There are further health benefits to these foods, too. “Fermentation of the milk sugar lactose by the enzyme lactase makes it easier to digest for lactose intolerance sufferers, with one study showing kefir to reduce perceived severity of flatulence by 54 percent,” says Natalie. “Fermented vegetables are said to improve digestion if eaten with a meal, particularly meals high in animal protein. Vegetable fermentation is known to begin the breakdown of the vegetables, particularly fermentable carbohydrates, making them easier to tolerate for those with sensitive IBS.”

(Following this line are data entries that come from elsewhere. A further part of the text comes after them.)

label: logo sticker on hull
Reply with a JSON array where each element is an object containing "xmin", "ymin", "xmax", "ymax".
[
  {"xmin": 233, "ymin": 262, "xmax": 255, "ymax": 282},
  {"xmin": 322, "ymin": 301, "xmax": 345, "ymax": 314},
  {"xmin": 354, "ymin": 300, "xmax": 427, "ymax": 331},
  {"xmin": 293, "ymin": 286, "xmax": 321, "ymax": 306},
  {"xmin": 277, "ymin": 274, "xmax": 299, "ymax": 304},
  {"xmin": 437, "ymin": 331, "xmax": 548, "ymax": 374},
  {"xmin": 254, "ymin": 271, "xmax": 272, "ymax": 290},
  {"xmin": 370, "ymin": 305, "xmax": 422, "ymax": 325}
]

And it’s not just food you should be looking out for: “There are also fermented drinks that are particularly good for repopulating the gut, such as milk and water kefir, kvass and kombucha – these should ideally be drunk on an empty stomach first thing in the morning 15 minutes before eating,” suggests Naomi.

3 diy fermented foods

Sauerkraut

This is one of the most well-known traditional fermented foods, as well as being one of the easiest to make. “Simply pack some shredded cabbage with some salt into a sterile container, such as mason jar,” says nutritional therapist Shona Wilkinson (shonawilkinson.com). “The cabbage releases a liquid which acts as its own brining solution. Leave it for a week or two and the cabbage will slowly ferment into sauerkraut.”

Kimchi

Although they’re both based on cabbage, the main differences between sauerkraut and kimchi is that the former relies on just two ingredients, whereas you can include ingredients such as ginger, chilli and other vegetables in kimchi. Simply massage salt into the cabbage and mix in your other spices and veg. Pack it all into a sterile mason jar until the brine rises up to cover the vegetables and leave it at room temperature to ferment for up to five days.

Kefir

Think of kefir as drinkable, pourable yoghurt. It’s easy to make – all you need to do is add a teaspoon of kefir grains to a glass of milk and leave it out at room temperature for about 24 hours. Kefir grains are small cell structures that contain the bacteria and yeast that ferment the milk and are easy to find online (try happykombucha.co.uk). The best part is that you can strain out the grains and re-use them!